While Supply Chain is an end to end practice, the thing that comprises of the process and the positions, logistics is a process that starts with a requirement and completes with the satisfaction of that prerequisite. In business, logistics plays the role of how to get something from point A (routinely, the provider, or source) to point B. From a company’s point of view, it incorporates procedures, for example, collecting, transportation, taking care of, and quality affirmation, among others.

Numerous components play crucial roles in a logistical structure; for instance, costs and volumes are audited to ensure they satisfy the requirements. Quality confirmation manages the exactness of what is being procured and shipping & handling the time that takes to move the things from transportation point to the conveyance point.

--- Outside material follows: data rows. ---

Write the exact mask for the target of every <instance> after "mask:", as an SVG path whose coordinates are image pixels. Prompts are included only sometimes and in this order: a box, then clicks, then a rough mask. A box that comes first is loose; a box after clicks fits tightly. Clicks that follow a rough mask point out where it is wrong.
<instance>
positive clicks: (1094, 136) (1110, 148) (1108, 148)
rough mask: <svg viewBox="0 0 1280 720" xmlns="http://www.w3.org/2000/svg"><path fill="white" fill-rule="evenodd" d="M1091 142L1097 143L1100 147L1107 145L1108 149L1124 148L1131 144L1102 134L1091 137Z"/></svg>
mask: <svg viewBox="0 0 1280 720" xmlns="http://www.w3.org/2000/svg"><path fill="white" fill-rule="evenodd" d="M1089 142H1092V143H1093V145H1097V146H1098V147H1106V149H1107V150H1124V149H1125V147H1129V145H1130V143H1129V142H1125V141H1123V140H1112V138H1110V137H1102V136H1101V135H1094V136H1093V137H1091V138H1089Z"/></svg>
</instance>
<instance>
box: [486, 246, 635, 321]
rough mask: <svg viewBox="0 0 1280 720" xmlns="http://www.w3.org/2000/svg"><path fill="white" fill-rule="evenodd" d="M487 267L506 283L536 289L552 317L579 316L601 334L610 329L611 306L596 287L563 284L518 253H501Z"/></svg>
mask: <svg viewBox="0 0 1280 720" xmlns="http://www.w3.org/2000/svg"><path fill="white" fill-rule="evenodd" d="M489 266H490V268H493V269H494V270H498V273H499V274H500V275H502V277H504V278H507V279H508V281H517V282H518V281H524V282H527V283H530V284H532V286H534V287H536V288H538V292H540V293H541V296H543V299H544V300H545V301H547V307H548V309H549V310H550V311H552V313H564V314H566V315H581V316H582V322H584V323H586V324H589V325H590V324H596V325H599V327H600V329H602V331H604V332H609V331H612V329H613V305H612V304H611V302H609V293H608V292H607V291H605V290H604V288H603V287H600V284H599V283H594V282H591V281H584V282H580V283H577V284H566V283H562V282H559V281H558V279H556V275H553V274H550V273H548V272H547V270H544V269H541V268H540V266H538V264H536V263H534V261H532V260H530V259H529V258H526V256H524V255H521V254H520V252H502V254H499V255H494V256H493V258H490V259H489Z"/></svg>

Logistics play a crucial role to ensure extraordinary levels of productivity since it can lessen the time it takes to get what is being demanded in the hand of those that are manufacturing or delivering the goods and services to the final customers.

Hence we must understand that a supply chain will define the company’s entire portfolio of suppliers, suppliers’ suppliers, distributors/ whole-sellers, and consumers in the end. It is an overall matter of flow of materials, money, and information, to and fro. But logistics is a particular part of the whole supply chain, which only deals with order taking and delivery of materials, including transportation.